Published by Wayne on

Today I am thankful for living in the Electronic Age. When I was born, communicating with people far away was done via phone or postal (snail) mail. There were limited forms of the internet but that wasn’t available to general public. A hundred years before that, there was just telegrams. A hundred years before that, just snail mail.

It’s amazing to live in a time where with a few clicks, you can talk face to face with someone on the other side of the world (or who aren’t even on this world in the case of astronauts). For so much of human history, your world revolved around people within 20miles or so of you. People might travel all over the world, but that could take years and they would essentially cease to exist for those years.

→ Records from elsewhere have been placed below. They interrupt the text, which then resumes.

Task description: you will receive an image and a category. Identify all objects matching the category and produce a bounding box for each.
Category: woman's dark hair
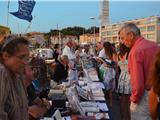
[1,36,29,55]
[119,43,130,57]
[148,50,160,95]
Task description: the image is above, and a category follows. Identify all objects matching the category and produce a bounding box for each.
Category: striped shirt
[0,64,28,120]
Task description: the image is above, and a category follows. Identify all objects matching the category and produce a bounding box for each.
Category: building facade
[101,16,160,43]
[0,25,11,43]
[79,33,100,44]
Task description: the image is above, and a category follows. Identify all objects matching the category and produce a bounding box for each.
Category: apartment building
[100,16,160,44]
[0,25,11,42]
[79,33,100,44]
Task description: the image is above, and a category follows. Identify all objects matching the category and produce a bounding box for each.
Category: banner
[10,0,36,22]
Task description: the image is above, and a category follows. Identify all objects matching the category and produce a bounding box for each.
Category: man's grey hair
[118,23,141,36]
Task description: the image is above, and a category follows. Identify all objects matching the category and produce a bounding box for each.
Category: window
[107,31,112,35]
[112,30,118,35]
[147,26,155,31]
[139,27,146,32]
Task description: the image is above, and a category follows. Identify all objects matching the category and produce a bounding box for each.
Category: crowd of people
[0,23,160,120]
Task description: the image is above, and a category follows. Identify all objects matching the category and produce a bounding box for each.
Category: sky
[0,0,160,33]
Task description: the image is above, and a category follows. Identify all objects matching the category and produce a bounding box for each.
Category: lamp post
[90,17,96,44]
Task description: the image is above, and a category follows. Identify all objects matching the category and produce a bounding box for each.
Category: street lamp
[90,17,96,44]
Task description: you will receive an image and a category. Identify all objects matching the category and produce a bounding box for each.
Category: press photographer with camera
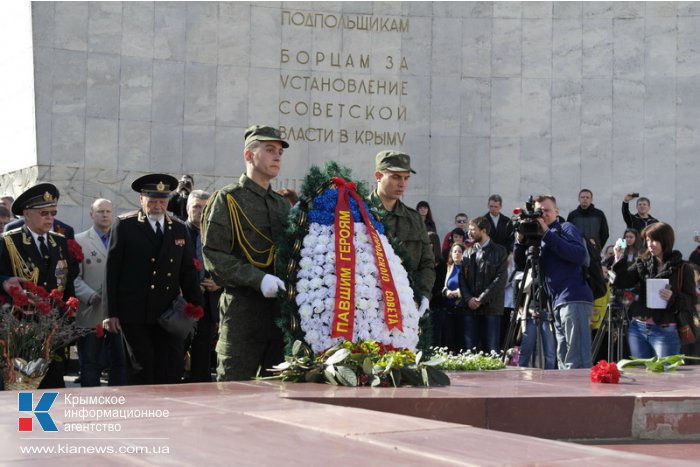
[514,195,593,369]
[168,174,194,222]
[612,222,697,358]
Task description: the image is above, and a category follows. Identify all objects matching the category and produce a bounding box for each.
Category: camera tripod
[503,241,556,368]
[591,288,629,363]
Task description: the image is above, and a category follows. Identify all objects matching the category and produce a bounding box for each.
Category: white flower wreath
[296,222,420,352]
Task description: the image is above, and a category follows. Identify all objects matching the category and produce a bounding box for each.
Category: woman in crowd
[612,222,697,358]
[441,243,465,352]
[416,201,437,233]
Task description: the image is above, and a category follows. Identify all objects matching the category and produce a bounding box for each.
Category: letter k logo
[17,392,58,431]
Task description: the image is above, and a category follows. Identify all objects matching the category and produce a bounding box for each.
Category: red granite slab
[0,368,700,466]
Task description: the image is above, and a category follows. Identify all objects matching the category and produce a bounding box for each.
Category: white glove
[260,274,287,298]
[418,297,430,316]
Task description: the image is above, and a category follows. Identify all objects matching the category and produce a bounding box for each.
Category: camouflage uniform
[202,174,289,381]
[370,190,435,303]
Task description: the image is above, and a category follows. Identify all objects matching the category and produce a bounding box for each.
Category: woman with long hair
[433,243,465,352]
[612,222,696,358]
[416,201,437,233]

Now, I live in Texas while my sisters live in Florida and Missouri and my parents in Maine. My father-in-law lives in Azerbaijan, almost literally the other side of the world (our antipode is actually in the middle of the Indian Ocean, but longitudially we’re 144 degrees apart). Yet we are still able to talk to our families despite the distance.

I use to play a SWRPG game with people all over the country, people I’ve never met in person but have been friends with for 5+yrs. One of our long time guild members lives in Sweden. I’ve gamed with people in Australia, Turkey, and France.

Email, Facebook, Twitter, cell phones, smart phones, Skype, Ventrilo, Team Speak Xbox Live, Playstation Network, MMO’s, forums, blogs, YouTube; love them or hate them, they all work together to bring about a shrinking of the world. People aren’t a mysterious Other anymore. They are people who are just as far away as your parents.